Personal information
- Full name: Lisa Steane
- Born: 21 January 1995 (age 31)
- Original team: Nelson Bay (AFL Hunter Central Coast)
- Draft: No. 23, 2019 national draft
- Debut: Round 2, 2020, Greater Western Sydney vs. North Melbourne, at UTAS Stadium
- Height: 166 cm (5 ft 5 in)
- Positions: Defender, wing

Playing career^{1}
- Years: Club / Games (Goals)
- 2020–2022: Greater Western Sydney / 19 (0)
- S7 (2022)–2024: Sydney / 27 (0)
- 2025–: West Coast / 1 (0)
- Total:  / 47 (0)
- ^{1} Playing statistics correct to the end of the 2025 season.

= Lisa Steane =

Australian rules footballer

Lisa Steane (born 21 January 1995) is an Australian rules footballer who played for West Coast in the AFL Women's (AFLW) and Subiaco in the WAFL Women's. She previously played for Sydney and Greater Western Sydney.

==Early life==
Steane was born and raised in Nelson Bay, New South Wales.
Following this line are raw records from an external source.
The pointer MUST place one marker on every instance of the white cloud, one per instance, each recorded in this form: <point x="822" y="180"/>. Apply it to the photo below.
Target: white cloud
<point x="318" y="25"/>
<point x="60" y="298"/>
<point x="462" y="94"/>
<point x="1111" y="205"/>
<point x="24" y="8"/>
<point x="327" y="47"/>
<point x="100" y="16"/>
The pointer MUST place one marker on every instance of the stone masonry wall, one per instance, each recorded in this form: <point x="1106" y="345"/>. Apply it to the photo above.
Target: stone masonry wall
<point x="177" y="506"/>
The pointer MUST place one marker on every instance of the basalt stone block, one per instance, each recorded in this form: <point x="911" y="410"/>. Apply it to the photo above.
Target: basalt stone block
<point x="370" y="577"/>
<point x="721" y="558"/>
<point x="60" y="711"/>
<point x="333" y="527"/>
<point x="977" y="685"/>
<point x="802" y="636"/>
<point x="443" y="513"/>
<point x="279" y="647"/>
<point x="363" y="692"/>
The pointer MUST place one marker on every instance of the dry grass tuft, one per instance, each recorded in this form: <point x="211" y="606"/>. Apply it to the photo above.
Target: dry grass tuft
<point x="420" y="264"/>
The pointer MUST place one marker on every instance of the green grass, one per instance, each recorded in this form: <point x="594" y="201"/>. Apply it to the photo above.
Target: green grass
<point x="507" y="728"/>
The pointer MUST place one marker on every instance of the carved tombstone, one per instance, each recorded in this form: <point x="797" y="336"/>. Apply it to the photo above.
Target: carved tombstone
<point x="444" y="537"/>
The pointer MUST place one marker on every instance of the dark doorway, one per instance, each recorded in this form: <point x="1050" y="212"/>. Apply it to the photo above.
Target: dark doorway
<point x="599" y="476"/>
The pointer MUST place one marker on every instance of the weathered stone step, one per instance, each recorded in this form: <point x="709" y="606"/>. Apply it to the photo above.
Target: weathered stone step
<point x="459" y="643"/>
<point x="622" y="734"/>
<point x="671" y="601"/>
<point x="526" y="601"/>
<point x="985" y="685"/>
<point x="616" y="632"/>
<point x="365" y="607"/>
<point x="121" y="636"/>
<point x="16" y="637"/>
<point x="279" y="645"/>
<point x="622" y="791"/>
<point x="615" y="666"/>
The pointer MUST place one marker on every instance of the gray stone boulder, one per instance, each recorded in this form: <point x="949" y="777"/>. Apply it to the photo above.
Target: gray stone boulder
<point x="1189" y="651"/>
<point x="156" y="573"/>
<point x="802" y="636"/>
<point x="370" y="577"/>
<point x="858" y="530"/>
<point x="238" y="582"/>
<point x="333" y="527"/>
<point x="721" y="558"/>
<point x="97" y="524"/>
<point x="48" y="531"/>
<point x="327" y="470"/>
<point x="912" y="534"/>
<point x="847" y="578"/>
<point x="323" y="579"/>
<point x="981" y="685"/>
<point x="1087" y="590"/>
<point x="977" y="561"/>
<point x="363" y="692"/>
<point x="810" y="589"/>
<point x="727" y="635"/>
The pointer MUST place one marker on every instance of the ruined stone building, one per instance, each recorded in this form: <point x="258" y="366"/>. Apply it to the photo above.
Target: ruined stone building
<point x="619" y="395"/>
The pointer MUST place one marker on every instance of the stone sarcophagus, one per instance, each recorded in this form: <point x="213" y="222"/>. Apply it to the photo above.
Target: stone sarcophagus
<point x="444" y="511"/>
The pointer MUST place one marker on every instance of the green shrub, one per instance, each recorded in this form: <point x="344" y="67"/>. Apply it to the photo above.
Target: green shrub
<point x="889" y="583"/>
She played her junior football with the Nelson Bay Football Club in the AFL Hunter Central Coast competition. She moved to Sydney to pursue her dream to play AFLW, where she was a primary school teacher before being drafted.

==AFLW career==
In October 2019, Steane joined Greater Western Sydney. In May 2022, Steane joined expansion club and rival club Sydney. In August, she was named in the Swans' inaugural AFLW leadership group before playing 8 games in their first season.

Steane cemented her position on the wing in 2023, playing all 12 games for the season. She played a key role in Sydney's maiden AFLW final with 19 disposals and 5 tackles in the 17-point win over Gold Coast.

In 2025 Steane moved to Perth with her partner Bella Smith, who had been traded to Fremantle. She played for Subiaco in the WAFL Women's league. She was selected to represent Western Australia against South Australia in May 2025 winning the best player medal.
In September 2025, Steane was called up as a top up player by West Coast when two players withdrew due to illness.